Нелепые мысли. Он сел, нашарил выключатель лампы и вытащил из-под журнала снотворное, хотя обычно старался избегать его. Взял таблетку, откинулся на подушку и стал медленно жевать. Продолжая растирать руку, он баюкал себя разумными мыслями. Рука замерзла на улице, вот и все — и он переутомился. Надлежащее его занятие в жизни — работать, закончить симфонию, найдя для нее лирическую кульминацию. То, что угнетало его час назад, теперь стало утешением, и минут через десять он выключил свет и снова повернулся на бок: у него есть работа. Он пройдется по Озерному краю. Волшебные имена успокаивали: Бли-Ригг, Хай-Стайл, Пейви-Арк, Суэрл-Хау. Он пройдет по долине Лангстрат, переправится через ручей, взберется на Скафелл-Пайк и вернется через Крагс. Он хорошо знал местность. На высоком гребне, широко шагая, он восстановится, прочистит зрение.

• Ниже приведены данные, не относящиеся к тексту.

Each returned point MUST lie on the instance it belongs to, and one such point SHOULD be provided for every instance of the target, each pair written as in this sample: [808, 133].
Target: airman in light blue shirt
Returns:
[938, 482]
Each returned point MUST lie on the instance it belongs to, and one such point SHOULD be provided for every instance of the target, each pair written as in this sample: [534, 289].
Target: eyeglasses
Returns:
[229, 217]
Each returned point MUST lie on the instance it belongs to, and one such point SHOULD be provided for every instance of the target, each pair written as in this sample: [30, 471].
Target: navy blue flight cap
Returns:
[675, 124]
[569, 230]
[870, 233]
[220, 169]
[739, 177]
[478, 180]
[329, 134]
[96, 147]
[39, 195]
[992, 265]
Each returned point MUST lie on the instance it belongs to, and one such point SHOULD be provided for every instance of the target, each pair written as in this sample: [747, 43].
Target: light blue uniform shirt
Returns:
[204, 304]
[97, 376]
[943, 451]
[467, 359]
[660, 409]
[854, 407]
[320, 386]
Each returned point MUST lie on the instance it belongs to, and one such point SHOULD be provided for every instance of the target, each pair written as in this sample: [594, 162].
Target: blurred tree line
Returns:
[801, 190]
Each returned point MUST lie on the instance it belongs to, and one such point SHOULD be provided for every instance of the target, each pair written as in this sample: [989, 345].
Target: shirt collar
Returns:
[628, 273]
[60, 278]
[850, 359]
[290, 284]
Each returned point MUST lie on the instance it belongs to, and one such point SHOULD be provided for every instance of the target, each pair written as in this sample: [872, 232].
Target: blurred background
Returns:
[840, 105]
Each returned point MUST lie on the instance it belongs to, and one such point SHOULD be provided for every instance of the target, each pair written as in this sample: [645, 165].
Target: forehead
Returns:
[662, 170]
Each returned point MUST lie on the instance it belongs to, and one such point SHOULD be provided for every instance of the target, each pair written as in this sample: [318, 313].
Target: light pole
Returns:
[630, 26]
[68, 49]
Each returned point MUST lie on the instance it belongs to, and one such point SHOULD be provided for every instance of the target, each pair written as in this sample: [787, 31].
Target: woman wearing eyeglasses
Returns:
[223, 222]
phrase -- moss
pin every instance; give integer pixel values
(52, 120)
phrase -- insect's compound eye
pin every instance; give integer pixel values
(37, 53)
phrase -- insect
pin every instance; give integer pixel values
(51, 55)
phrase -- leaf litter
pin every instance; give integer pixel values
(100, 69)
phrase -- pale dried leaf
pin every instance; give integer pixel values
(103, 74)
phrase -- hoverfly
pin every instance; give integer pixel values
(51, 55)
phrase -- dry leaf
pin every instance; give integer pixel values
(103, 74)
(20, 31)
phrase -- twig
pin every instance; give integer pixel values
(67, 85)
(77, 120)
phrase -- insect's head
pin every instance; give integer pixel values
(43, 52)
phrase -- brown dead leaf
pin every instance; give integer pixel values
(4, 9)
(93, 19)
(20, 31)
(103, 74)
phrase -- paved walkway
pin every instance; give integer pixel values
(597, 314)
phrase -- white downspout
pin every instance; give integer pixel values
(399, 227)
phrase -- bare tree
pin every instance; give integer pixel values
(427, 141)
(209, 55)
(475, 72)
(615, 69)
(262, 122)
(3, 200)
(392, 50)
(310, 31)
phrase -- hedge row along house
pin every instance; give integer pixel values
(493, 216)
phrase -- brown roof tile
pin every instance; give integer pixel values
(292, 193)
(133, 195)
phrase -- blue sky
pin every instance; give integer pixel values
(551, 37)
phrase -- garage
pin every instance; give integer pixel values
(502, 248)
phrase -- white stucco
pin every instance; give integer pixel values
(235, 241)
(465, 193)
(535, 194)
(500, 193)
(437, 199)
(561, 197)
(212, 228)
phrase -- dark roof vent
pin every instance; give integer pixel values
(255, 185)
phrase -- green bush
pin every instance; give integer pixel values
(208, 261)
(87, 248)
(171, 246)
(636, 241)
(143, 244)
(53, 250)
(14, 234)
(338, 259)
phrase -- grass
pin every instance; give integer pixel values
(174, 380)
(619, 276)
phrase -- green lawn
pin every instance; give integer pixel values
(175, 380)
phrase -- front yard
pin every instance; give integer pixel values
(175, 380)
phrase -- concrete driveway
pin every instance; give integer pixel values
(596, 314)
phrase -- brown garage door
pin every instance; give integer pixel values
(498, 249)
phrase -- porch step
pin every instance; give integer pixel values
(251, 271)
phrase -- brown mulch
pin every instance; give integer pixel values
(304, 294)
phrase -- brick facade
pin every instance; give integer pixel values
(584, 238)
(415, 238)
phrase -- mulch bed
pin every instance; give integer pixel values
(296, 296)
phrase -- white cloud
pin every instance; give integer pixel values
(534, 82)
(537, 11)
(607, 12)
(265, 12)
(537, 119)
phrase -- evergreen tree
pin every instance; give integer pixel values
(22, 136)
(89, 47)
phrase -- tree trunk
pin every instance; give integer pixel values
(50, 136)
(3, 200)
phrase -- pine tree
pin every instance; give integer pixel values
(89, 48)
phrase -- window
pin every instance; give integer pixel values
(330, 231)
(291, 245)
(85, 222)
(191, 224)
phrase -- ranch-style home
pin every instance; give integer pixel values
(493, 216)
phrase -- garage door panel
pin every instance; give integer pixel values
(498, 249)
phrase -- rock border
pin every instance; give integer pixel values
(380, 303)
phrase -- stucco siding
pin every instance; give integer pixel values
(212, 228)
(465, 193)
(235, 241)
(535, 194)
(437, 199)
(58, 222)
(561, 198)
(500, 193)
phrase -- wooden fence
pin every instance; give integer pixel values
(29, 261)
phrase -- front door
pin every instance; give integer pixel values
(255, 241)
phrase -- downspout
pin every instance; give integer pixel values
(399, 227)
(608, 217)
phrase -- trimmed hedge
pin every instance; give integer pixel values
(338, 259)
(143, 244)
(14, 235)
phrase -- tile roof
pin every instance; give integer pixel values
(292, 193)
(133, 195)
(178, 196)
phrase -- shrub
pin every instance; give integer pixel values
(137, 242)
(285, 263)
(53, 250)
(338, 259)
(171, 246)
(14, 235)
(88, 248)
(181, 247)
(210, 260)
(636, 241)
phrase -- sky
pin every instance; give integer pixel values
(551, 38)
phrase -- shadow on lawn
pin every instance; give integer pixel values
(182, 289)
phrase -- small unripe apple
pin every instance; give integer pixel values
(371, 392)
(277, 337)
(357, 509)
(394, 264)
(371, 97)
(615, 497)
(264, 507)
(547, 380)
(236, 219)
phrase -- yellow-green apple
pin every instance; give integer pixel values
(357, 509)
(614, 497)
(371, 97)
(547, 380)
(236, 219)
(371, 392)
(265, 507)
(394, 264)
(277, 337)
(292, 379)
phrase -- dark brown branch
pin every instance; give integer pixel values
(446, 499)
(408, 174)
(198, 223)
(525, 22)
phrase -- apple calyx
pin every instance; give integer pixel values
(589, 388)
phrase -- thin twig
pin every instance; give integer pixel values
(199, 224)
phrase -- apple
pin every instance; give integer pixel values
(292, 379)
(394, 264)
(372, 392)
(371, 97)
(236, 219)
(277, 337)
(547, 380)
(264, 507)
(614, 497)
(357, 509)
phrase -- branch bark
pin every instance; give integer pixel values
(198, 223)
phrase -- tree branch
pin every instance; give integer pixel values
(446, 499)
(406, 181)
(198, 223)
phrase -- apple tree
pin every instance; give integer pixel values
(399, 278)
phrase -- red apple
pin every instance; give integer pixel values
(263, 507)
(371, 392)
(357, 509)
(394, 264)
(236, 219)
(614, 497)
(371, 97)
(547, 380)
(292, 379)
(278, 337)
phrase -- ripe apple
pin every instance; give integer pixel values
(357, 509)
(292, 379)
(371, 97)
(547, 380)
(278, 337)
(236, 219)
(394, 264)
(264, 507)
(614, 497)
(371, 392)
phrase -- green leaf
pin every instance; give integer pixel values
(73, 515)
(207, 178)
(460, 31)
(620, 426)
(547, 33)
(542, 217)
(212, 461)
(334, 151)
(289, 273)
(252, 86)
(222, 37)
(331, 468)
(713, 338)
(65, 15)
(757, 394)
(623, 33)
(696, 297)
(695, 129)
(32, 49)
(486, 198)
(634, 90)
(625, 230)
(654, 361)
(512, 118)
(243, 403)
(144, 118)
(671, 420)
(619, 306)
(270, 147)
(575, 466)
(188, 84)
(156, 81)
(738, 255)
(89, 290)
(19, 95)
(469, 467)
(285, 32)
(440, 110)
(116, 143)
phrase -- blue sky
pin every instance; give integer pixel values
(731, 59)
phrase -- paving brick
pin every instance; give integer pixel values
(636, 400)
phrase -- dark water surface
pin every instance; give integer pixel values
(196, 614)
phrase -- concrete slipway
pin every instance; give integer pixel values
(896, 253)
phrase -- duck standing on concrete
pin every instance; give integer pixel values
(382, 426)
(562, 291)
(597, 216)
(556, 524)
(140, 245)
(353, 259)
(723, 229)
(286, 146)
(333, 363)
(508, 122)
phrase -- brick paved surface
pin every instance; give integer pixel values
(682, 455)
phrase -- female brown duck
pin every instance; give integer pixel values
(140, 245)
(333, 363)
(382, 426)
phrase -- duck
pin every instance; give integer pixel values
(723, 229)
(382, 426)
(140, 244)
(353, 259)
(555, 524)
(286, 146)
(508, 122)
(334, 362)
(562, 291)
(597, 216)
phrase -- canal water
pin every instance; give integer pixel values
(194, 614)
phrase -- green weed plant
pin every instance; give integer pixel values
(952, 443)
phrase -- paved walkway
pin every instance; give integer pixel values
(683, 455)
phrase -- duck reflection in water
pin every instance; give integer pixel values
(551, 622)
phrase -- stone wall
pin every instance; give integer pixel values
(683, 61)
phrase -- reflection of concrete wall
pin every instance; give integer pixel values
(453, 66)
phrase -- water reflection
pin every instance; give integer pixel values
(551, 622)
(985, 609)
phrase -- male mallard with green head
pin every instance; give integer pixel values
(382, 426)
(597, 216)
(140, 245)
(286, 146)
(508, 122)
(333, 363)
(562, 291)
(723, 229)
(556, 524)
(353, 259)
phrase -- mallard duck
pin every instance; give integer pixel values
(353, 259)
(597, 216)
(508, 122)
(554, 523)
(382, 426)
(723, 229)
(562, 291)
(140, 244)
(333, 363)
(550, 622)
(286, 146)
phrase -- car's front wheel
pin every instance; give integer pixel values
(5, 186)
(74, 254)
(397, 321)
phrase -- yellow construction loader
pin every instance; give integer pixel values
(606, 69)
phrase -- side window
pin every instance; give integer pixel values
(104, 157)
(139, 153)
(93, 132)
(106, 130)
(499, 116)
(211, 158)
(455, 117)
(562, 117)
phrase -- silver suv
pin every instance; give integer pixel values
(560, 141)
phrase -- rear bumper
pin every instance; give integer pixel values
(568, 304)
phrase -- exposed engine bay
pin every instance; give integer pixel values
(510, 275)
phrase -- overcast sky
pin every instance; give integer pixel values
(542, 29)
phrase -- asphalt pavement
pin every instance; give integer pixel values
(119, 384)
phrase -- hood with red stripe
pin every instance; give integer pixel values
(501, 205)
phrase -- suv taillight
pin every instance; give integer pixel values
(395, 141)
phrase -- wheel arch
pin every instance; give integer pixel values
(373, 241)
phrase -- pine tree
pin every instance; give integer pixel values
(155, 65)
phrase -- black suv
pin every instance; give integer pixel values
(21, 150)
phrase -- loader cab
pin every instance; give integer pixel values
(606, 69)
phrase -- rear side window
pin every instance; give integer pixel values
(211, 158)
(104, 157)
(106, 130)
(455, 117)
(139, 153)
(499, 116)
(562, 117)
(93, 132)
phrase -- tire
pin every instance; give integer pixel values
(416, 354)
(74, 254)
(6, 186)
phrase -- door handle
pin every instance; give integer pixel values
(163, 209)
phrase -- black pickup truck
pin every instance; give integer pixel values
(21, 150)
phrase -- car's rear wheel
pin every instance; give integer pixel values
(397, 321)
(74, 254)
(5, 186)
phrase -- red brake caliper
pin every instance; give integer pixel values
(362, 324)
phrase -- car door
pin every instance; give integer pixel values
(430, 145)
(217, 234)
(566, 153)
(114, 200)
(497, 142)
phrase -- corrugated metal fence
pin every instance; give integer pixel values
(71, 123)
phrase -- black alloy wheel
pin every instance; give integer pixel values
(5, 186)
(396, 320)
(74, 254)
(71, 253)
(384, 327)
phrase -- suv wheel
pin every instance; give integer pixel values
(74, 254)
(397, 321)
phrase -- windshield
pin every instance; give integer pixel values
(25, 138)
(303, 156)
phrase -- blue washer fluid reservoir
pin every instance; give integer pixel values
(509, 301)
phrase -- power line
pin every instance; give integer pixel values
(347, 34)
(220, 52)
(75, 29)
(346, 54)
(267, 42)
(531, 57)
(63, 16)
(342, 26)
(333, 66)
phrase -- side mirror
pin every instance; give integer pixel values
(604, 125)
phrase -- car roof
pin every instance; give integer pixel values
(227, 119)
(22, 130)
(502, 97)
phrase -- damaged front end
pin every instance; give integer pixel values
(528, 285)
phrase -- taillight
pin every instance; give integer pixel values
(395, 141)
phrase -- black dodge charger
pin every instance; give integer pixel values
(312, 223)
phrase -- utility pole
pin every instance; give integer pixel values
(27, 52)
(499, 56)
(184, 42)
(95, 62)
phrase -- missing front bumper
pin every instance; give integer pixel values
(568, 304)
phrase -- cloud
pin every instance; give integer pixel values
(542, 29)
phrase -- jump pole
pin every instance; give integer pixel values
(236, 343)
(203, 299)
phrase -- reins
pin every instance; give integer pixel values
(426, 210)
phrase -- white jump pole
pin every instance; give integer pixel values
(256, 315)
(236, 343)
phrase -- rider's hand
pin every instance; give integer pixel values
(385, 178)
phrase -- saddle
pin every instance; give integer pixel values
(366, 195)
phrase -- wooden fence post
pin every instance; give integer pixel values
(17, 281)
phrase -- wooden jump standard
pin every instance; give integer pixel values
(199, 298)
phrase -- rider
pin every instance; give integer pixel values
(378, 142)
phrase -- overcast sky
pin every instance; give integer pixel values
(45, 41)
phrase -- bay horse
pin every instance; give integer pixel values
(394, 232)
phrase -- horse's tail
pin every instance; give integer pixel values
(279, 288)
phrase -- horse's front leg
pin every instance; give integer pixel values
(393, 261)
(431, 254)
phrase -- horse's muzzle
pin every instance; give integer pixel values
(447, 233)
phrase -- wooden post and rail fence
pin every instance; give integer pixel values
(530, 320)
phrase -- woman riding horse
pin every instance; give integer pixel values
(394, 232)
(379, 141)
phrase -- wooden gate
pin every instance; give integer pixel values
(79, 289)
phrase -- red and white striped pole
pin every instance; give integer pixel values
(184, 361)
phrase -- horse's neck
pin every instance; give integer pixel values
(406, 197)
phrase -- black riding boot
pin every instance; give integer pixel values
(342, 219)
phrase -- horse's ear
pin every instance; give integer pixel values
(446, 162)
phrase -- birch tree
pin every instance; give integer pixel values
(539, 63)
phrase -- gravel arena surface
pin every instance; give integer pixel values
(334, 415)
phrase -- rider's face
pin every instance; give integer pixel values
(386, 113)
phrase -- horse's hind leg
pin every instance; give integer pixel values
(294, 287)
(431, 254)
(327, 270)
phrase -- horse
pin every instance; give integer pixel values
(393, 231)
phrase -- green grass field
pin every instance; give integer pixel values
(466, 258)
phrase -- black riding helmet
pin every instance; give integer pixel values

Он проглотил свою цикуту, больше не будет мучительных фантазий. И эта мысль тоже утешала, так что прежде, чем вещество успело дойти до мозга, он подтянул колени к груди, и его отпустило. Колд-Хэнд, Нетт-Рукк, Пост-Морт, бедный Краг, бедная Молли…
II
1
Во время необычного утреннего затишья Вернона Холлидея не раз посетила мысль, что он, возможно, не существует. Тридцать секунд без помех он сидел, тихо щупая голову пальцами, и тревожился. С тех пор как он прибыл в «Джадж» два часа назад, он успел поговорить, по отдельности и напряженно, с сорока людьми. И не просто поговорить: за исключением двух бесед он всякий раз принимал решения, ставил первоочередные задачи, поручал, выбирал, высказывал мнение, которое будет воспринято как приказ. Это отправление властных обязанностей не обостряло ощущения собственной личности, как обычно, — наоборот, Вернону казалось, что он растворяется; он просто сумма всех людей, которые его выслушивают, а когда он один, его просто нет. Когда он в одиночестве искал мысль, оказывалось, что думать некому. Кресло его пусто; сам он мелко распылен по всему зданию — от финансового отдела на шестом этаже, где он должен вмешаться и предотвратить увольнение старой литсотрудницы, не владеющей орфографией, до цокольного этажа, где из-за мест на стоянке началась открытая война между ведущими сотрудниками, а заместитель главного редактора готов был подать в отставку. Кресло Вернона было пусто потому, что он находился в Иерусалиме, в палате общин, в Кейптауне и Маниле, рассыпавшись по земному шару, как пыль; он был на ТВ и на радио, на обеде с епископами, произносил речь перед нефтепромышленниками, проводил семинар со специалистами из Европейского союза. В краткие мгновения, когда он оставался один, дневной свет гас. И даже наступившая темнота никого конкретно не обступала, никому не причиняла неудобств. Не было даже уверенности, что отсутствует именно он.